The purpose of this post is to collect together online resources for anyone who wants to learn how to do machine learning (data science) in Python, starting from scratch. Some of these sites I’ve used, and others I’ve only glanced at, but I hope they let you get started no matter what your level. I’ll add new stuff as I come across it, but let me know if you have any useful resources to add!

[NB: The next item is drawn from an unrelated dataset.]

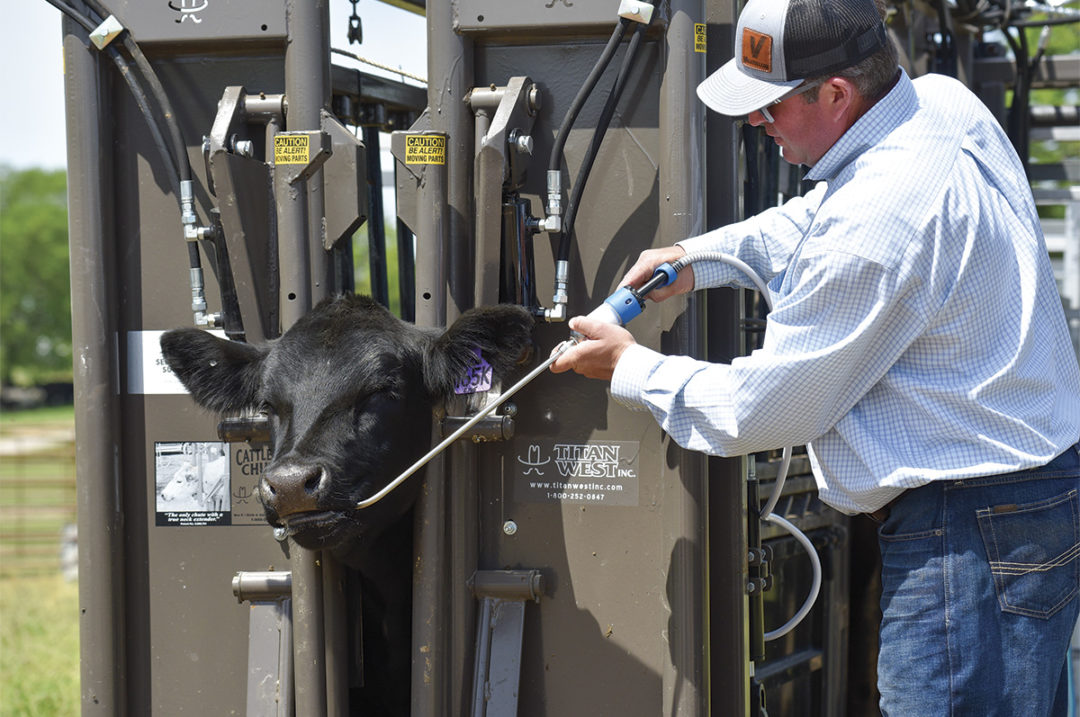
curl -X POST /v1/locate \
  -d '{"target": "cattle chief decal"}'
[159,295,532,549]
[153,442,231,526]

If you’re new to programming, the first step is to get started! Code Academy has an introduction to Python tutorial which will get you started with some basic concepts. Google’s tutorial is a bit more advanced, but should be do-able once you have an understanding of variables, conditionals and loops:

Now you have a basic understanding of Python, install some of the libraries that are useful – numpy, scipy, pandas and scikit-learn. A great place to get a set of useful libraries is Anaconda.

With the tools in place, the best thing to do is dive in. A great place to start is Kaggle. They have some tutorial tasks to get started on, including one from Data Science London. This is a binary supervised classification task so you’ll want to read up on how that works, but it’s essentially about deciding whether a data example is from one class or another. ‘Class’ in this context can be things like:

  • Is an email spam or not?
  • Is a credit card transaction fraudulent or not?
  • Does some audio contain speech or noise?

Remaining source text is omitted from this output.